Jetzt gelang es ihm nicht, ein Lächeln zu unterdrücken.
»Nicht notwendigerweise.« Er schaute wieder von ihr fort, und sein Lächeln wechselte von gequält zu nachdenklich.
»Ich hatte im Laufe der Jahre viele Untergebene, die
makellose Karrieren durchliefen. Perfektion geht kein Risiko mit sich selbst ein, wissen Sie. Miles war vieles, aber nie perfekt. Es war ein Privileg und ein Schrecken, sein Befehlshaber zu sein, und ich bin dankbar und verwundert, dass wir beide lebendig davongekommen sind.

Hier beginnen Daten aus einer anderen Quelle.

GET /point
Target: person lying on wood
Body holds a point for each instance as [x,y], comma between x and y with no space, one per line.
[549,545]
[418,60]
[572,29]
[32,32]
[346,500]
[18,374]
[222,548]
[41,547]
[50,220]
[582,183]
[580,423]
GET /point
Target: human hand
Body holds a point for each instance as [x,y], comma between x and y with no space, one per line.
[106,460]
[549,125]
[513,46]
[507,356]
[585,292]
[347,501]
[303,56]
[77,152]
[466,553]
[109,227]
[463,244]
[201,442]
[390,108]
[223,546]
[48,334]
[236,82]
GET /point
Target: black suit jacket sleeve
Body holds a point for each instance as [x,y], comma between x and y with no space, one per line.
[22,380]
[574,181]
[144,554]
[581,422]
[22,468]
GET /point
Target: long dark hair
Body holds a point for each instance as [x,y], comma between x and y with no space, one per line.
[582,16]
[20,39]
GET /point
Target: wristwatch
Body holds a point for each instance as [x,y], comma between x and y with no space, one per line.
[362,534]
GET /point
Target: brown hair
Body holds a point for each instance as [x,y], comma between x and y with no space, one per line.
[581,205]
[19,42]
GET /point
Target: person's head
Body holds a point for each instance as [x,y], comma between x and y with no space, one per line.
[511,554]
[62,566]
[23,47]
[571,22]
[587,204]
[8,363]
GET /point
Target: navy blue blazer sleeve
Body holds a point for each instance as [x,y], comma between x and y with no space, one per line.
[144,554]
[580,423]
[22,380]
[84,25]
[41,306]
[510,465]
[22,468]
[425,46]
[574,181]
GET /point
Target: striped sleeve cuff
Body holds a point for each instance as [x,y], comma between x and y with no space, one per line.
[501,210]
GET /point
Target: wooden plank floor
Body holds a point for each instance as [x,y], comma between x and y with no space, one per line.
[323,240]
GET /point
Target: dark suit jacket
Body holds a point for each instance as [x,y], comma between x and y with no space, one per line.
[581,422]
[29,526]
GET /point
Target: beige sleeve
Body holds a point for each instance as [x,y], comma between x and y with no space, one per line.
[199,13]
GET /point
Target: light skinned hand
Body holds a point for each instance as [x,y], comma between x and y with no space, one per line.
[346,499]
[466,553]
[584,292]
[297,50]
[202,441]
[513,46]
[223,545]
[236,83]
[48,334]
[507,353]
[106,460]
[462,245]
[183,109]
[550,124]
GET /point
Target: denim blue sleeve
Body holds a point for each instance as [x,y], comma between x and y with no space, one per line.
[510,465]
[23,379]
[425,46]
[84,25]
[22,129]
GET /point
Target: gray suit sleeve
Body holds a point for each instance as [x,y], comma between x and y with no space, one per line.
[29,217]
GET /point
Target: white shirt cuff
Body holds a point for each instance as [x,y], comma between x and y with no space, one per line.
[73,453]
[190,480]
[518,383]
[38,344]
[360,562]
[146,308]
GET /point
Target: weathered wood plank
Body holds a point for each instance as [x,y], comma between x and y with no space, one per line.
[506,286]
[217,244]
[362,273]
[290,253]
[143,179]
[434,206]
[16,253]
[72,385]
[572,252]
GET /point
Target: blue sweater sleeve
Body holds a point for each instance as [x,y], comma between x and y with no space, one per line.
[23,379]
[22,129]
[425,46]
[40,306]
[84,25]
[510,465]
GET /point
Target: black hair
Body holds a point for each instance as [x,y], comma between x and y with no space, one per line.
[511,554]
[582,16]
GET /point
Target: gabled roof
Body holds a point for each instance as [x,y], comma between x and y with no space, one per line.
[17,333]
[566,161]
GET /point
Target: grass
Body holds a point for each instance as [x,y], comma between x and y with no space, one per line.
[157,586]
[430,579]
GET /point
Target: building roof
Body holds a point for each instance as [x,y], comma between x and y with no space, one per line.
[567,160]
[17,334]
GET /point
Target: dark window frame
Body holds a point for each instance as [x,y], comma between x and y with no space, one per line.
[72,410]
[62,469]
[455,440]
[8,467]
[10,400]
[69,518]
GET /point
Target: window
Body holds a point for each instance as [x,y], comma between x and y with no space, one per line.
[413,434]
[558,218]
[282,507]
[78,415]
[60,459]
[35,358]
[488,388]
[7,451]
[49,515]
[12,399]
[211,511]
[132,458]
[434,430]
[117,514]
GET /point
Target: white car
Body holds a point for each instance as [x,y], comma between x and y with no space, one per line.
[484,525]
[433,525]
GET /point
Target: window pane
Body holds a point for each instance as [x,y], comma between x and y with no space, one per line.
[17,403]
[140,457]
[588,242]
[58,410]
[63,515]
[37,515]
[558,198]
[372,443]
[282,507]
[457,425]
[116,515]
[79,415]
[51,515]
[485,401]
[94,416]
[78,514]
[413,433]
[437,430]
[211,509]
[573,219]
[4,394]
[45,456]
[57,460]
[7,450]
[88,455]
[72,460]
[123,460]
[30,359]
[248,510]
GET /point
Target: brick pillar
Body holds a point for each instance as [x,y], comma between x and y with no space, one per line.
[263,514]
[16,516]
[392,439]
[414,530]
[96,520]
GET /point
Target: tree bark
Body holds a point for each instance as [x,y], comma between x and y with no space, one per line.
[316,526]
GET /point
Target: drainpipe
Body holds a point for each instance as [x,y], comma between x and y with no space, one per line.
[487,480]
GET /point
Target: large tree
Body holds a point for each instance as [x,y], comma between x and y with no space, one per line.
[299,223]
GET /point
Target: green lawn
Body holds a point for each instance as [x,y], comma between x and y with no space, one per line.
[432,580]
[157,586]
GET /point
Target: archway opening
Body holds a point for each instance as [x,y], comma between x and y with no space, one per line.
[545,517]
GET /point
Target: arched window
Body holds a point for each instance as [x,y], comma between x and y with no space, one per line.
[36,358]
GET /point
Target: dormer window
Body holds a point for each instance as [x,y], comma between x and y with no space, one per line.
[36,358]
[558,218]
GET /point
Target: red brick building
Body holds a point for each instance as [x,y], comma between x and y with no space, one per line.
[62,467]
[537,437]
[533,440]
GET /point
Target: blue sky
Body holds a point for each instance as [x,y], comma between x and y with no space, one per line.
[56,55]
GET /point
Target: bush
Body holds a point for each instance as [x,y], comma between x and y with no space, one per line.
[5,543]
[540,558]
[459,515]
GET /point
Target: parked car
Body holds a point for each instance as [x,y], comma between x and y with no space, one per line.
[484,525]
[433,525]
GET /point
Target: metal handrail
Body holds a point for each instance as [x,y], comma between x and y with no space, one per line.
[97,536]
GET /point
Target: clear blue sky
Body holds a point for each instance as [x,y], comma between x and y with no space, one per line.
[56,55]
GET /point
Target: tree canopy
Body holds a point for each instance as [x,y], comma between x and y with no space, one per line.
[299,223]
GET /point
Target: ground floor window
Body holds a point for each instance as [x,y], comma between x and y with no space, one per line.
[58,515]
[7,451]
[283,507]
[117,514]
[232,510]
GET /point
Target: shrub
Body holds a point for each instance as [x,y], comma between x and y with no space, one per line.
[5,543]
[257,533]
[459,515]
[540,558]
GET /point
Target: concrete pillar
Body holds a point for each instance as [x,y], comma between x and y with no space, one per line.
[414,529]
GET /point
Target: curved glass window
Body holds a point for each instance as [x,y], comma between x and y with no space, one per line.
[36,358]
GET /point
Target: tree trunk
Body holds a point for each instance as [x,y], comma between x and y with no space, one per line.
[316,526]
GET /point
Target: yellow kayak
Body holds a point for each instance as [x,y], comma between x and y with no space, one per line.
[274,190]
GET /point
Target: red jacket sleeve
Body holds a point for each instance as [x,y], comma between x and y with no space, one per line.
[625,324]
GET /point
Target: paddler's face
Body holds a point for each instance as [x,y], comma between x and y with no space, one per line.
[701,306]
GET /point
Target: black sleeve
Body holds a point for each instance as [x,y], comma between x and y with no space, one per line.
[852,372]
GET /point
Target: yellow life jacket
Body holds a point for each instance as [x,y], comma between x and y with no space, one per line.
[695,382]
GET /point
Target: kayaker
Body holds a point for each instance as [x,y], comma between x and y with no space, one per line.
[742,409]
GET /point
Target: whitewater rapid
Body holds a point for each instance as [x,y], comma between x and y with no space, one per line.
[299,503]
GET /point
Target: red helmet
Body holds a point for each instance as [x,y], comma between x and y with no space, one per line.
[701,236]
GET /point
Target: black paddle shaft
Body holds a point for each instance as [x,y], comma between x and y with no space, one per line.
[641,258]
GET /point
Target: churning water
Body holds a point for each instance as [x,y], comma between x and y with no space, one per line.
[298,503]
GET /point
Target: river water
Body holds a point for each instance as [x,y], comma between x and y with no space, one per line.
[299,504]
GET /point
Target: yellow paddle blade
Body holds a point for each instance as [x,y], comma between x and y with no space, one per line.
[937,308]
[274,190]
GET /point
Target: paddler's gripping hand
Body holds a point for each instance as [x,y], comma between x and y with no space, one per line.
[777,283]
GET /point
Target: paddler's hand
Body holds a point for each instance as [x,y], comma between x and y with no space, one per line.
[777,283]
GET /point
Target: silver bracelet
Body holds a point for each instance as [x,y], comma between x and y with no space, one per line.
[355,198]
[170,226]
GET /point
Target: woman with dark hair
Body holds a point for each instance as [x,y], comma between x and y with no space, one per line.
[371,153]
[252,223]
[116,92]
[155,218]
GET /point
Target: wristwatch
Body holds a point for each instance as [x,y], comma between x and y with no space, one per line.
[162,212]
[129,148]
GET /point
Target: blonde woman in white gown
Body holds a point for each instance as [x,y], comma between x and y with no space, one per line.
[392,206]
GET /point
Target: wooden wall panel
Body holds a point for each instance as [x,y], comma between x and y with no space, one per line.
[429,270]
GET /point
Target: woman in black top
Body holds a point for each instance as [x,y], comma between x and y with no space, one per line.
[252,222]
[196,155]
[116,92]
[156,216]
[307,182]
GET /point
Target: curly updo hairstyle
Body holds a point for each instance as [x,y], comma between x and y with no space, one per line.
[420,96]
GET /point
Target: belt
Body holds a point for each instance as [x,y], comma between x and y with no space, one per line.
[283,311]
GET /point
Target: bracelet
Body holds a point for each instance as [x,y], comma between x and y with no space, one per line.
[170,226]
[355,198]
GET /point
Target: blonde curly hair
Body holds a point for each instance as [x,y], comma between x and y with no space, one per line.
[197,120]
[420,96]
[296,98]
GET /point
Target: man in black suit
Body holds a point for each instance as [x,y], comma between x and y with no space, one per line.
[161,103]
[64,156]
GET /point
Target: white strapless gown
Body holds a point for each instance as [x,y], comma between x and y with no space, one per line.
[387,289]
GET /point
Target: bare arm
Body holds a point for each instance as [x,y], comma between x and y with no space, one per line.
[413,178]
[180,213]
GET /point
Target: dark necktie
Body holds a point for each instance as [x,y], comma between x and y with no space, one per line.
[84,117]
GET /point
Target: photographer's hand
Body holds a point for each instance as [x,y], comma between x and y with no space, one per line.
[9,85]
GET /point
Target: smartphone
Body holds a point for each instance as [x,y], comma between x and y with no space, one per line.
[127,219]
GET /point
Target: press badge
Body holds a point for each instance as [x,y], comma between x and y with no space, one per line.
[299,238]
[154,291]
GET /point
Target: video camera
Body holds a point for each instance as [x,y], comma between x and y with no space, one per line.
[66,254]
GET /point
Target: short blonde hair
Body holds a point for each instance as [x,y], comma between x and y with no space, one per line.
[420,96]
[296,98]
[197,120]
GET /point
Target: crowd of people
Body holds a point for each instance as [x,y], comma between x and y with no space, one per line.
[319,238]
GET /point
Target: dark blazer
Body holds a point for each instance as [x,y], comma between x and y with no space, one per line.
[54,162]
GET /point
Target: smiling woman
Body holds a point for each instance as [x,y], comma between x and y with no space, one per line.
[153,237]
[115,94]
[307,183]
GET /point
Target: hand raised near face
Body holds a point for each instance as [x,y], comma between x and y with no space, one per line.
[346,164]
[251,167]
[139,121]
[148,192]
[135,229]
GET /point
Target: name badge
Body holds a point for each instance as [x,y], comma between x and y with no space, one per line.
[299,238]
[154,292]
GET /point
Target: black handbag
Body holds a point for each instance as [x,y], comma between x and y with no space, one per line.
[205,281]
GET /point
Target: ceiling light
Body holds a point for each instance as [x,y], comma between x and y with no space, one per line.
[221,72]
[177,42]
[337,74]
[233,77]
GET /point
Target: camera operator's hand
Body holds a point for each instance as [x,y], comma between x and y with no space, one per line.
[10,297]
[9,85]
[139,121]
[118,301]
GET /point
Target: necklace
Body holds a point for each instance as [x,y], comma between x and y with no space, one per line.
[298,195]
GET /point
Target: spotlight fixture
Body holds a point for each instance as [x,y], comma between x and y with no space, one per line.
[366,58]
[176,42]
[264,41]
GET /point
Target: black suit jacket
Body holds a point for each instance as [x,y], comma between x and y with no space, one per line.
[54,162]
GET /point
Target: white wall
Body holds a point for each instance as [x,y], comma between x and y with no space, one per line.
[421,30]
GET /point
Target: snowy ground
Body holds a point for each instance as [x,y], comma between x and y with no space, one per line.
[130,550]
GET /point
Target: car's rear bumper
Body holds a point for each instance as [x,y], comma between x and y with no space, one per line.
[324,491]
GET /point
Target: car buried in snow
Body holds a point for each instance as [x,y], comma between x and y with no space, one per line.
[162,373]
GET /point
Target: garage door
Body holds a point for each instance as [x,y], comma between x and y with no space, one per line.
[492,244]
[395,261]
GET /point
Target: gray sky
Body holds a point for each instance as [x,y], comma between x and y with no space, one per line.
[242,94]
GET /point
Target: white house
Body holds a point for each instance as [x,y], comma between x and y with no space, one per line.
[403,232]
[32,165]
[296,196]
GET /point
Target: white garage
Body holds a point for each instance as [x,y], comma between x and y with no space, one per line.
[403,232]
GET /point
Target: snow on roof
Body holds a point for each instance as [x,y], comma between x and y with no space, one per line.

Letztlich … lief seine Karriere in einem Desaster auf Grund. Doch bevor sie endete, veränderte er Welten.«
Sie dachte keineswegs, dass Illyan dies als Metapher
meinte. Er schaute sie wieder an und öffnete mit einer kleinen Bewegung die Hände im Schoß, als wollte er sich dafür entschuldigen, dass er darin einmal Welten gehalten hatte.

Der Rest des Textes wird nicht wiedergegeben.